You always said it wasn't going to be a quick fix here and that you needed three or four windows to make this your squad. Do you still feel that's the case?
PL: "You need time, any manager will tell you that. Someone told me what Tony Pulis said the other day, that one bad transfer window can set you back five years - and he's done great in jobs he's had.
"Everything has to be spot on for it to happen but it takes time. Whether you get that time is another matter."
You've been in the game long enough now to know how it works - managers get contacted while one is still in work. Marcus Evans picked up the phone to you while Paul Hurst was still in a job...
PL: Marcus picked up the phone to me?
You've said in an interview that prior to the Swansea game (three matches before Hurst was sacked) you had first spoken to Marcus, so managers do get sounded out don't they?
PL: "They will do, yeah."
So are you worried about that happening now?
PL: "Have you not listened to what I've said? I don't care if Marcus phones Pep or Jurgen, what am I going to do? 'Please don't do it, please don't do it'? No."
He did give you a five-year contract, does that mean anything?
PL: "You know and I know contracts aren't worth the paper they're written on. I don't get caught up in the whole thing. I've spoken to world class managers all over Europe since the other night and to every one I've told the same."

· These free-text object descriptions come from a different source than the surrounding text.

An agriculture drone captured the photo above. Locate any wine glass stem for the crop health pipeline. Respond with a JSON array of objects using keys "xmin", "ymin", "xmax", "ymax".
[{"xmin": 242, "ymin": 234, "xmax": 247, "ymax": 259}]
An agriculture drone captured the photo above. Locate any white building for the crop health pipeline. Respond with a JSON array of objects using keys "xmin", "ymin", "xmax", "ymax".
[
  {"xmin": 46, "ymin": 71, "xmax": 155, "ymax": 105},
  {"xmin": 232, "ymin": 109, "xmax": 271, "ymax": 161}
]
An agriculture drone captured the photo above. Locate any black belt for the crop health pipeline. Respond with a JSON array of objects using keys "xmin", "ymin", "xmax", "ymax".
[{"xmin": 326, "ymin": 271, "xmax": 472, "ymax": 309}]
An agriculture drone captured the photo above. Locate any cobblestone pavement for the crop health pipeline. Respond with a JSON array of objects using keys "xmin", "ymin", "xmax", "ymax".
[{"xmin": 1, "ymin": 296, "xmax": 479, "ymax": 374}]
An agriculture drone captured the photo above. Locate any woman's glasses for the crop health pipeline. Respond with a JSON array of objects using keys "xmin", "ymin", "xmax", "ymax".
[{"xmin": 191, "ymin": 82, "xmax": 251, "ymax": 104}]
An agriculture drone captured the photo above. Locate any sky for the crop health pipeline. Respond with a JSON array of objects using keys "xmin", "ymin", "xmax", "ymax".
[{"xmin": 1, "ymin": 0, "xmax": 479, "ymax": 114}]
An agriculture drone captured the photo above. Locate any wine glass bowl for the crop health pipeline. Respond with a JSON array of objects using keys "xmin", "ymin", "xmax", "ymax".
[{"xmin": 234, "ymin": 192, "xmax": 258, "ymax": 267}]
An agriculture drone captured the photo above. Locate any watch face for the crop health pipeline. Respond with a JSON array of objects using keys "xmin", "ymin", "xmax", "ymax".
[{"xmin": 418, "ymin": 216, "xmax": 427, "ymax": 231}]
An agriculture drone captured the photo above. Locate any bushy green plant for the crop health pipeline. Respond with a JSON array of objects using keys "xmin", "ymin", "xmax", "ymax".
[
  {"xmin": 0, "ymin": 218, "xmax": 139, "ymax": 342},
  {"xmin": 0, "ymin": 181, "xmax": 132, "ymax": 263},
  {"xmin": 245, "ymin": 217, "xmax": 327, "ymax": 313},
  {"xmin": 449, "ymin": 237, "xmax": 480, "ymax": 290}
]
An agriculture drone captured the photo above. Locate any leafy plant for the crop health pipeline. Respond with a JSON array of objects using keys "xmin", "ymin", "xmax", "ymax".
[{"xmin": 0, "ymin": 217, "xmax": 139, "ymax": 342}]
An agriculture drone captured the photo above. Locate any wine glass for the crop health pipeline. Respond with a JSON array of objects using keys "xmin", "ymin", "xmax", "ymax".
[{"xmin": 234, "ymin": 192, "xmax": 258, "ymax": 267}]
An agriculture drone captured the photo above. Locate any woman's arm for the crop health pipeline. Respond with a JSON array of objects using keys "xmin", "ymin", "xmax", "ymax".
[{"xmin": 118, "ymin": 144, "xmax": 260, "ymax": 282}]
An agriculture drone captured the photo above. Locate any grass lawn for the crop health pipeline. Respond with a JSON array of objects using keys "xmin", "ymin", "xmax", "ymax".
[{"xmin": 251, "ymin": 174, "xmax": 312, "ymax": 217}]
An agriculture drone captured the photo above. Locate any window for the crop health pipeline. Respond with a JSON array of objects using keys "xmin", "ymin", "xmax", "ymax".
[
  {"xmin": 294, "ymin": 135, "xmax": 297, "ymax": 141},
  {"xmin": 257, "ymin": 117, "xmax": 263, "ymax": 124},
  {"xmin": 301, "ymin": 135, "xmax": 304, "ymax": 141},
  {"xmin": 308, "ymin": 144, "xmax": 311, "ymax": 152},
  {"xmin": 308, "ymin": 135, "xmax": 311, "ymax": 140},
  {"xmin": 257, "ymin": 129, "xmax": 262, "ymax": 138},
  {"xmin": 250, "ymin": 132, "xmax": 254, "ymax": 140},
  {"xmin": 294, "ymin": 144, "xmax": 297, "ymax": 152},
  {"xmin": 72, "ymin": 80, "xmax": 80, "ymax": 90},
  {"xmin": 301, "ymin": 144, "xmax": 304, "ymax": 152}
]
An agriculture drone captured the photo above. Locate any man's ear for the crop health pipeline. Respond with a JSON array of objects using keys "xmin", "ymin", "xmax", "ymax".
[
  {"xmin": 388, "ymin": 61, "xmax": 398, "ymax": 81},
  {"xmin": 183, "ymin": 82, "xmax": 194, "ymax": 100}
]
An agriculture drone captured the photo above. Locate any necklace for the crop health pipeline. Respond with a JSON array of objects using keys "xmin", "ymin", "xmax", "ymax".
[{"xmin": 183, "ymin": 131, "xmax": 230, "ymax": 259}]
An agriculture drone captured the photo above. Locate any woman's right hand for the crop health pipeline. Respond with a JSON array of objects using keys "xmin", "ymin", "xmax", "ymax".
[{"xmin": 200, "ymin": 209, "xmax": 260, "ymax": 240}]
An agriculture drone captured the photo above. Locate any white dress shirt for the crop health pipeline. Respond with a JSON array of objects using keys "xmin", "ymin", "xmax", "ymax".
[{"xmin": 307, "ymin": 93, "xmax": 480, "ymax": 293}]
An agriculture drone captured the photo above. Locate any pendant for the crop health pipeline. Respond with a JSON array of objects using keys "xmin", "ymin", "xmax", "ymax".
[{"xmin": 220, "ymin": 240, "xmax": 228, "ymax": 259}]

You've mentioned budget restrictions but the widespread view is probably that this squad should be better than ninth in League One. Would you agree with that?
PL: "Aye, I would because two months ago we were sitting top of the table.
"The last few games we've not been at it at all and we should maybe have beaten Sunderland and Oxford, so that's frustrating because we should have put the ball in the net.
"We should be higher up because two months we were sitting first. That's why, when the pressure comes on the lads, we should be able to handle it.
"Yes we've lost all the strikers but you have to come up with a scenario where you get results.
Can you understand the frustrations of the fans?
PL: "Yes, but social media isn't something I would entertain at all if I was a professional sports person - that's my opinion.
"Some people can use it to build brands, I get that, but I certainly wouldn't get into a fight with someone on a keyboard. Pick up the phone and I'll meet you somewhere, I'll do that.
"Don't go behind a keyboard and say this, this and that. That's nonsense."
Do you still feel the play-offs are...
PL: "Absolutely, we'll go for it. The top two? Absolutely, we'll go for everything. I'm not used to being in a situation where I go 'ah, I'll toss it away, toss it away'. I'm not like that as a sports person. I'll go for everything."